ENEA has launched a line of research to develop so-called e-fuels, green fuels for aircraft based on renewable hydrogen and carbon dioxide. The initiative, which also envisages the design of a pilot plant to be built in collaboration with the Politecnico di Milano, is part of the Operational Research Plan (ROP) on renewable hydrogen coordinated by ENEA to address various technological challenges, from green hydrogen production and storage to distribution and end uses. The Hydrogen ROP is financed by the Ministry of Environment and Energy Security with PNRR funds.

‘E-fuels are of particular interest for those sectors where direct electrification is difficult to implement, such as aviation.
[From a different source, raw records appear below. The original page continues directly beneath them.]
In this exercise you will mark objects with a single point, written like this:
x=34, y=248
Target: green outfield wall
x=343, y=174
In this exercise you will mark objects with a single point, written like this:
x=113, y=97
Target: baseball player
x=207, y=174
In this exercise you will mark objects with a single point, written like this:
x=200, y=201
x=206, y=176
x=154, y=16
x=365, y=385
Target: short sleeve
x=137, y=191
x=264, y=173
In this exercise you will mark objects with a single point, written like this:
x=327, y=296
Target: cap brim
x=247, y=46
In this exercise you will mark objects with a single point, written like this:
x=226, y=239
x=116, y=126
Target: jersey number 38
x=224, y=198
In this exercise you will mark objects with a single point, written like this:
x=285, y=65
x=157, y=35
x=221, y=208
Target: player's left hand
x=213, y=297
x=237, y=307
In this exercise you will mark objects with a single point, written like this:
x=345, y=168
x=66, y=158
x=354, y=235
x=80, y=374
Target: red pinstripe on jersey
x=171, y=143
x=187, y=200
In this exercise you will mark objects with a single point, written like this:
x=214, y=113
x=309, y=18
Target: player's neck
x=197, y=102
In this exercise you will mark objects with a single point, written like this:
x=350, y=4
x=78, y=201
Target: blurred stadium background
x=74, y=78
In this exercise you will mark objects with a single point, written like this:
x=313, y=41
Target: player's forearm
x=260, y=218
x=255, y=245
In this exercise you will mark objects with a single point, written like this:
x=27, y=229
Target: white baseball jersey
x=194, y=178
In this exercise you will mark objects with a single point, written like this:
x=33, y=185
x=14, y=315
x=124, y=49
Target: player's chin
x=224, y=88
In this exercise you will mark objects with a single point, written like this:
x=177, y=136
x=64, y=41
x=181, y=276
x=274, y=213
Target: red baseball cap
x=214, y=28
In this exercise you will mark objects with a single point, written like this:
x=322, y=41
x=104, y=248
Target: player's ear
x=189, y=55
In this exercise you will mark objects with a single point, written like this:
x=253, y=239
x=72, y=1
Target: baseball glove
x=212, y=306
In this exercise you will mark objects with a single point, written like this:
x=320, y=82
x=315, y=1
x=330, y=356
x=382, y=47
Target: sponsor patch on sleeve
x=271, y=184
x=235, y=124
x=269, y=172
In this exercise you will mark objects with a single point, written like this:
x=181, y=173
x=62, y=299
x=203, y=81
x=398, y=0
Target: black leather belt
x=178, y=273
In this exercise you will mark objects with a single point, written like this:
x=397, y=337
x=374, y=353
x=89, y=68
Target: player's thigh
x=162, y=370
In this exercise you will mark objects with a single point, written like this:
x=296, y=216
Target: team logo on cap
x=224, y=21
The technologies underlying the production processes of the new synthetic fuels still have a low level of development; in this context, an activity has been launched on e-fuels and in particular on e-kerosene,’ explains Giulia Monteleone, head of ENEA’s Energy Production, Storage and Utilisation Division and contact person for the Hydrogen ROP.

According to the new EU environmental targets (Fit for 55 and REPowerEU), the aviation sector aims to use at least 2 per cent green fuels by 2025, rising to 85 per cent by 2050. The mix of technological solutions for the decarbonisation of the sector includes e-kerosene in particular, which has advantages such as high energy density, as well as an already available market and infrastructure park.

“The state of the art of e-fuel production technologies for aeronautical applications and their implementation in the national context will be studied, and a number of plant configurations will be identified with an economic analysis to estimate the specific cost of production, calculated as a function of the cost of electricity and CO2 in the ETS emissions market,” emphasises Claudia Bassano, researcher at the ENEA Laboratory for Energy Storage, Batteries and Technologies for the Production and Use of Hydrogen of the Energy Production, Storage and Use Division.

Currently, e-kerosene is produced through a two-stage process that, by means of the Fischer-Tropsch reaction, produces a crude emulsion composed of several hydrocarbon fractions followed by a refining stage. ENEA will instead aim to develop a single-stage process capable of producing the new jet-fuels. The experimental activity will be conducted in a pilot plant and the data collected will be used in a commercial process simulator to optimise the production process both in terms of plant layout and operating conditio.

“E-fuels are chemically and physically equivalent to the corresponding fossil fuels, have a zero carbon footprint when produced from renewable hydrogen, but still have high production costs with values of up to €5/ldeq (litre of diesel equivalent),” Monteleone concludes.